C’est dans cet esprit que sera définie la nouvelle politique de défense de la France », a informé Président français. Le dernier pilier de la relation avec les pays africains, c’est la solidarité, base de tout développement, dit Hollande qui fait de l’’Afrique sub-saharienne la première priorité de la politique française « puisqu’elle concentre plus de la moitié de notre effort budgétaire », fait-il savoir tout en soulignant que la France « est particulièrement active pour défendre les intérêts de l’Afrique dans les institutions multilatérales ». Et d’indiquer : « Mais le partenariat franco-africain ne se réduit pas à l’action des Etats : il associe aussi des entreprises de nombreuses collectivités territoriales françaises, des ONG, des associations de migrants, et tout le tissu vivant de nos sociétés civiles ».
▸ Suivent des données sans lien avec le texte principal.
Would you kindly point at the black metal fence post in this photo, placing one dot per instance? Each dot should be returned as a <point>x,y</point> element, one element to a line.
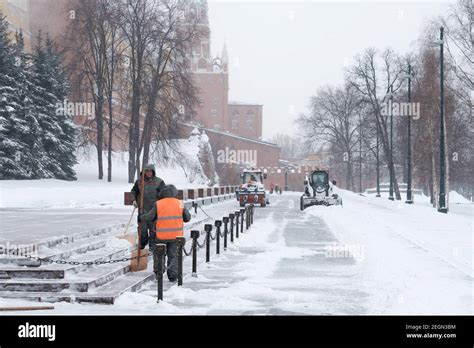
<point>160,251</point>
<point>252,210</point>
<point>194,236</point>
<point>247,217</point>
<point>225,219</point>
<point>231,216</point>
<point>208,229</point>
<point>218,225</point>
<point>237,223</point>
<point>180,243</point>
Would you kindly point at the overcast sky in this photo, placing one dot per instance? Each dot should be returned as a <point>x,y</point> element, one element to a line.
<point>282,51</point>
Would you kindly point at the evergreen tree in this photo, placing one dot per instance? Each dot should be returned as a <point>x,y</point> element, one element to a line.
<point>11,145</point>
<point>27,128</point>
<point>57,130</point>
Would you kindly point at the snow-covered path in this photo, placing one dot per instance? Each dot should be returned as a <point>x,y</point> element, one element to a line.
<point>354,259</point>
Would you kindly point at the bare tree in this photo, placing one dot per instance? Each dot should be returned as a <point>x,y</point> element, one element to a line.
<point>87,35</point>
<point>138,25</point>
<point>171,92</point>
<point>374,79</point>
<point>334,119</point>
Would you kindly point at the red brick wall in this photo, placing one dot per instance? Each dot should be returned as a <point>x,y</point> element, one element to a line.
<point>245,120</point>
<point>213,94</point>
<point>265,154</point>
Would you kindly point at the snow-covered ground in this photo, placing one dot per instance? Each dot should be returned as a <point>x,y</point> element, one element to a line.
<point>89,192</point>
<point>371,256</point>
<point>418,260</point>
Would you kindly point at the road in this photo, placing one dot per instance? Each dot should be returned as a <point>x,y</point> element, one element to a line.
<point>280,266</point>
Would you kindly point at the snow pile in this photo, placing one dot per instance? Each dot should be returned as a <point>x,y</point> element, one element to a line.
<point>184,171</point>
<point>193,164</point>
<point>456,198</point>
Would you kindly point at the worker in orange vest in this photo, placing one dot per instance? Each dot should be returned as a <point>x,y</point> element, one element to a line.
<point>169,216</point>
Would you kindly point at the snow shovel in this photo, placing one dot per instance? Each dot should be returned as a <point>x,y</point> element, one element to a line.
<point>131,238</point>
<point>141,262</point>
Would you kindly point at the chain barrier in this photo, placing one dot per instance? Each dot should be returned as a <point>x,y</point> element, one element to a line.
<point>85,263</point>
<point>201,245</point>
<point>186,253</point>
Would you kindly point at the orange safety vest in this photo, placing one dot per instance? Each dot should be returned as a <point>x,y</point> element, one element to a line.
<point>169,220</point>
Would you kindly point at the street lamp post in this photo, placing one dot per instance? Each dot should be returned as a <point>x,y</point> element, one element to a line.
<point>392,167</point>
<point>409,191</point>
<point>377,163</point>
<point>360,153</point>
<point>442,207</point>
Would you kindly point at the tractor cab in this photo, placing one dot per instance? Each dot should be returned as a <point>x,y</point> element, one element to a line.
<point>318,190</point>
<point>252,190</point>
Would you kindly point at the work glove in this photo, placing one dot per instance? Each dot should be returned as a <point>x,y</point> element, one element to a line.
<point>143,242</point>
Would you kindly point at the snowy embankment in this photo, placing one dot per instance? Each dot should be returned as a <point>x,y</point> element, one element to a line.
<point>184,171</point>
<point>416,259</point>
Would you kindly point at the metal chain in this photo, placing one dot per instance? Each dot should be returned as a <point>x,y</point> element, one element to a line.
<point>186,253</point>
<point>85,263</point>
<point>201,245</point>
<point>209,216</point>
<point>124,259</point>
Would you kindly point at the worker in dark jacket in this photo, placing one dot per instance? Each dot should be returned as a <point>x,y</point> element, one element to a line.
<point>168,216</point>
<point>152,187</point>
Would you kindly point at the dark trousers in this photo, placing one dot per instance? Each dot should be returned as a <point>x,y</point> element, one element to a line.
<point>172,260</point>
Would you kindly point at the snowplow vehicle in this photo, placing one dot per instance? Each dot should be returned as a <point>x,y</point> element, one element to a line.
<point>318,190</point>
<point>252,190</point>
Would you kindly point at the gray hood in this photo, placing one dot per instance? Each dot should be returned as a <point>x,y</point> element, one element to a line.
<point>169,191</point>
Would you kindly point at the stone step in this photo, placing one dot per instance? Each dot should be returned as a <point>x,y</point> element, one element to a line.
<point>87,280</point>
<point>105,294</point>
<point>58,271</point>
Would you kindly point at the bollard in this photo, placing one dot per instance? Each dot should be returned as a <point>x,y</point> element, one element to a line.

Toujours selon Hollande, cette solidarité, c’est l’introduction des financements innovants pour trouver de nouvelles ressources. Aussi révèle-t-il qu’au niveau européen, une taxe sur les transactions financières sera bientôt initiée avec onze pays. « Pour la France, 10 pour cent au moins de son produit ira au développement et à la lutte contre les pandémies qui meurtrissent votre continent : le paludisme, la tuberculose, le SIDA. Par ailleurs, la part de l’aide française allant aux ONG sera doublée », informe le Chef d’Etat français.

Des visas pour les étudiants ?

Il aborde la question de la solidarité sous l’angle du co-développement, mais qui ne se limite pas à la seule question migratoire. « J’entends mettre fin à ce paradoxe absurde qui fait que dans un passé récent, la France ait trop souvent fermé la porte à ceux-là mêmes qui voulaient y créer des emplois, y développer les échanges, participer à l’effort de recherche ou de création artistique », a fait savoir le Président français qui ajoute : « Je souhaite que les procédures administratives soient simplifiées pour les étudiants dès lors qu’ils sont motivés, talentueux et capables de subvenir à leurs besoins, mais aussi pour les artistes et les créateurs. Votre Ministre de la Culture, Youssou N’Dour, m’a alerté. J’ai entendu son appel ».

Enfin, la solidarité, c’est la consolidation de la zone franc. « Qu’on me comprenne bien. Les monnaies communes à l’Afrique de l’Ouest et à l’Afrique centrale constituent un véritable atout, notamment en matière d’intégration régionale, et la stabilité monétaire est un avantage économique précieux. Mais je suis convaincu que les pays de la zone franc doivent pouvoir assurer de manière active la gestion de leurs monnaies et mobiliser davantage leurs réserves pour l’emploi et la croissance», souligne Hollande.

Permettre à l’Afrique de négocier de meilleurs contrats

Pour amplifier la croissance africaine, le Chef de l’Etat français, veut établir des relations commerciales plus équitables entre l’Europe et l’Afrique. Il considère que la position des pays africains dans la négociation des Accords de partenariat économique (APE) n’a pas été assez prise en compte. « Cette discussion s’est enlisée », a-t-il fait remarquer tout en se disant « favorable à ce que nous la relancions sur de nouvelles bases, avec des conditions de calendrier et de contenu plus favorables pour les pays africains ». Et de conclure : « La France veut permettre aux Etats africains de négocier de meilleurs contrats avec les multinationales étrangères, notamment dans le secteur minier.

Avec la Banque mondiale, elle mettra en place une facilité financière pour renforcer l’assistance juridique aux pays africains dans la négociation de leurs contrats. Il s’agit de permettre aux pays africains de percevoir un juste prix pour leurs ressources. « Nous soutiendrons donc un renforcement de la règlementation européenne en faveur de la transparence des comptes des entreprises extractives. Une transparence réelle, avec des comptes publiés pays par pays et projet par projet ».